Not Provided, Not Set

Pendant longtemps, Google a été l’un des meilleurs amis des web marketeurs. Son outil d’analyse du trafic entièrement gratuit, Google Analytics, permettait de collecter des données importantes, sur le volume ou l’origine du trafic, les pages consultées ou les mots-clés utilisés pour accéder à un site donné. Mais ces derniers mois, Google a pris une décision qui s’avère désastreuse pour ses utilisateurs de Google Analytics: l’accès aux mots-clés est désormais limité à un volume de plus en plus faible.
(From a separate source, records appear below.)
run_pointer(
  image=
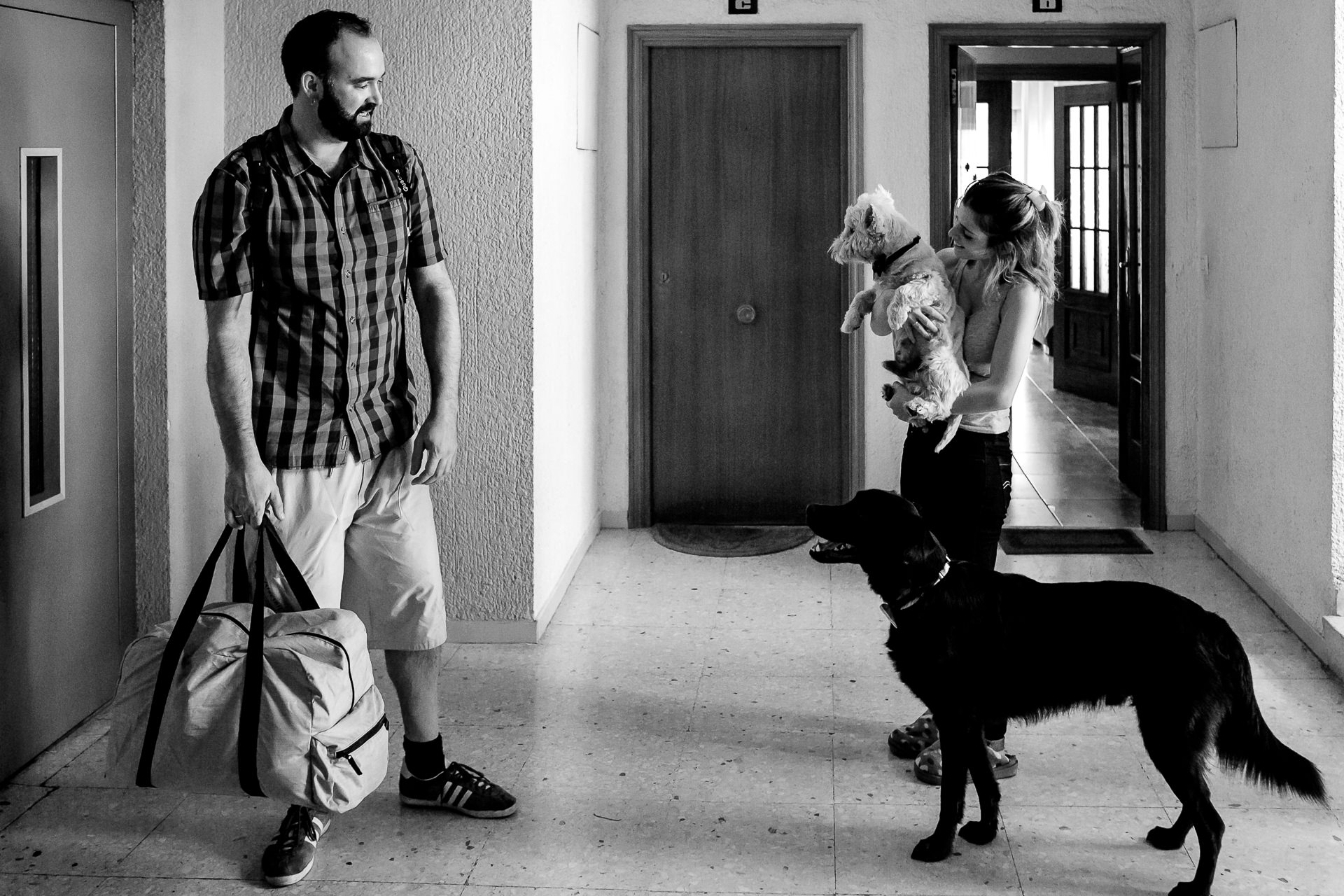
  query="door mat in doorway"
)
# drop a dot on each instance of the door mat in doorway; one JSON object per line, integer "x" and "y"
{"x": 730, "y": 540}
{"x": 1056, "y": 539}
Le graphique précédent montre le trafic issu des moteurs de recherche (principalement Google) entre octobre 2009 et octobre 2013, sur le blog www.hervekabla.com. Le graphique suivant fait un zoom sur la période allant de janvier 2012 à octobre 2013. La ligne bleue représente tout le trafic issu des moteurs, la ligne orange représente la part de ce trafic pour laquelle les termes ou expressions utilisées sont masquées (‘Not Provided‘).


 
Au-delà d’une chute du trafic issu des moteurs, que constate-t-on? Que cette part de ‘Not Provided’, partie de 0 en 2012, représente désormais près de 90% du trafic issu des moteurs. Cela signifie un changement de politique radical, annoncé par Google à l’automne 2011, mais dont l’entrée en vigueur peu après est un véritable désastre pour certains de ses utilisateurs.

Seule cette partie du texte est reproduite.